Le monde au bout du fil

Sur RFI, Juan Gomez assure chaque jour une émission interactive avec les auditeurs de tous pays. Un espace de réflexion pointu et remarquablement conduit.

Jean-Claude Renard  • 5 décembre 2013 abonné·es

Après l’assassinat d’une journaliste et d’un technicien, Ghislaine Dupond et Claude Verlon, le 2 novembre, le sujet est encore douloureux dans les mémoires quand Juan Gomez consacre son émission, ce jeudi 28 novembre, à un tour d’horizon de la liberté de la presse sur le continent africain, bien au-delà du seul cas de RFI. Un sujet qui rebondit sur la décision de l’ONU, décrétant une journée internationale contre l’impunité des crimes commis contre les journalistes, précisément le 2 novembre. Au bout du fil et du monde, sur le 09 693 693 70, les auditeurs se succèdent.
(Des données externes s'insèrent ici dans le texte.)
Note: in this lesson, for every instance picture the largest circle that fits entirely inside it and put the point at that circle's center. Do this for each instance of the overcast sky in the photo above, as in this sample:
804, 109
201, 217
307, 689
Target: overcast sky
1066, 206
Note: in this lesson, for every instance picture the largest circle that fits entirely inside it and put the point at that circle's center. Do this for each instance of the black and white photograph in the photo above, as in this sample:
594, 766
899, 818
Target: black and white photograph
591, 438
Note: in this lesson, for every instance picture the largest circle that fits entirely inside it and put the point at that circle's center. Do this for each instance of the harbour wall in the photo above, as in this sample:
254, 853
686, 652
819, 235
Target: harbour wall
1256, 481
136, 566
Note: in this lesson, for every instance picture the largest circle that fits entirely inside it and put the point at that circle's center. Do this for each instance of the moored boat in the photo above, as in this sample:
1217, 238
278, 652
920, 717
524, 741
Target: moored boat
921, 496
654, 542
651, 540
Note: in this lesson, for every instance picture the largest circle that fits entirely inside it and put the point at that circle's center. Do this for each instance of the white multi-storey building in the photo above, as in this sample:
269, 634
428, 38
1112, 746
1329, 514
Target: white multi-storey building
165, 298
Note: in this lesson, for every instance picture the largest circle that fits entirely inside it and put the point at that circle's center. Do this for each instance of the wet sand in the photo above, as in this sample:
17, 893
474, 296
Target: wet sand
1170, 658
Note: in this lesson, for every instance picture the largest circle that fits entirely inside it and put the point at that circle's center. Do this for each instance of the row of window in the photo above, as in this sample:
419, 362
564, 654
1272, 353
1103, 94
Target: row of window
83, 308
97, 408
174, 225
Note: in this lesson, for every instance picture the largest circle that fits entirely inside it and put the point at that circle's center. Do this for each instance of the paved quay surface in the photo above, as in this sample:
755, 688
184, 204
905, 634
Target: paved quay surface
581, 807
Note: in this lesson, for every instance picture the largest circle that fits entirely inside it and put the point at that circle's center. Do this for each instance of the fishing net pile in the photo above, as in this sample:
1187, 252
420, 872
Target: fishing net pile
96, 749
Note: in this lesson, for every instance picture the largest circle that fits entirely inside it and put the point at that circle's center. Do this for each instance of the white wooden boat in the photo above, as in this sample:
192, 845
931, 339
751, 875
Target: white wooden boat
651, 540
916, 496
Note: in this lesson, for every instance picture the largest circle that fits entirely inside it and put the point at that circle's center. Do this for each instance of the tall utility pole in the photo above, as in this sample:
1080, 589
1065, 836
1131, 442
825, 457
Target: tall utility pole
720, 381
Du Burkina Faso, où la liberté de la presse est coincée entre la censure et l’autocensure ; de Côte d’Ivoire, où la sécurité des journalistes n’est guère mieux assurée qu’au Gabon, ce dont témoigne l’assassinat récent du rédacteur en chef d’un magazine d’informations ; du Sénégal, enfin, qui pourrait être le bon modèle en matière de liberté de la presse, selon les propos d’un journaliste sur place. Juan Gomez prend ou reprend la parole, précise, relance, fait au mieux quand la liaison se dégrade, revient, rebondit sur un autre auditeur. Un exercice de funambule radiophonique.

Chaque jour, en direct, à 8 h 10, temps universel (9 h 10 en France), avec « Appels sur l’actualité », une heure durant, Juan Gomez assure ce rendez-vous interactif avec les auditeurs de RFI. Des auditeurs qui réagissent à l’actualité internationale, au diapason des journaux diffusés toutes les trente minutes et, en seconde partie, suivant un thème choisi, nourrissant judicieusement le sujet. Plus qu’un tir groupé d’appels tous azimuts, l’émission se veut en effet un lieu d’échanges, de réflexions et de débats, vus des cinq continents (quand même l’auditoire est principalement situé en Afrique, possédant son propre point de vue). Récemment, les échanges ont été consacrés au périple du président Kabila, dans l’est de la République démocratique du Congo, après sa victoire militaire sur les rebelles du M 23, aux élections législatives en Guinée, à la situation « prégénocidaire » en Centrafrique, à la crise post-électorale en Côte d’Ivoire, entre les partisans de Ouattara et les pro-Gbagbo, ou encore aux affrontements meurtriers entre milices en Libye. Loin des rubriques de chats écrasés, du fait divers sensationnel, d’un café du commerce, de vindictes populistes, des infos nombrilistes. Mais autant de sujets qui rendent compte d’un journaliste informé, pointu, calé dans ses connaissances géopolitiques, épaulé par un réalisateur et deux assistantes. Pour le coup, Juan Gomez est rodé, rompu à l’exercice depuis 1996, après s’être affûté au standard du « Téléphone sonne », d’Alain Bedouet, sur France Inter. Né en 1970 à Paris, dans une famille modeste d’origine espagnole, il est arrivé très tôt à la radio, en passionné. Passant sur les stations de la bande FM avant d’entrer à la Maison ronde. Au gré de hasards vertueux et taquins, il débarque en 1992, en pigiste, pour un magazine destiné aux 15/25 ans, à Radio France internationale. Roulez jeunesse.

Aujourd’hui, « Appels sur l’actualité » est l’émission la plus écoutée des programmes de RFI. Présent également sur le petit écran, depuis septembre 2012, avec une chronique régulière dans le « 28 minutes » d’Élisabeth Quint, sur Arte, peu connu du grand public français, Juan Gomez est perçu en star à l’étranger. Déplaçant les foules, jusqu’à plusieurs milliers de personnes lors des délocalisations organisées par la station, à la rencontre de ses 35 millions d’auditeurs, en moyenne, à travers le monde – ce qui en fait la première radio au monde en termes d’audiences, malgré les coupes budgétaires sous l’ère Sarkozy. Ces déplacements réguliers sur le terrain, comme prochainement à Abidjan, soulignent combien RFI est suivi, attendu. Et permettent à Juan Gomez et à son équipe de « prendre la température, d’aller au-delà d’une émission de radio, au-delà de son horaire strict. Il s’agit de sentir la rue, de rencontrer les gens, saisir les choses ». Un juste retour vers les auditeurs fidèles au poste.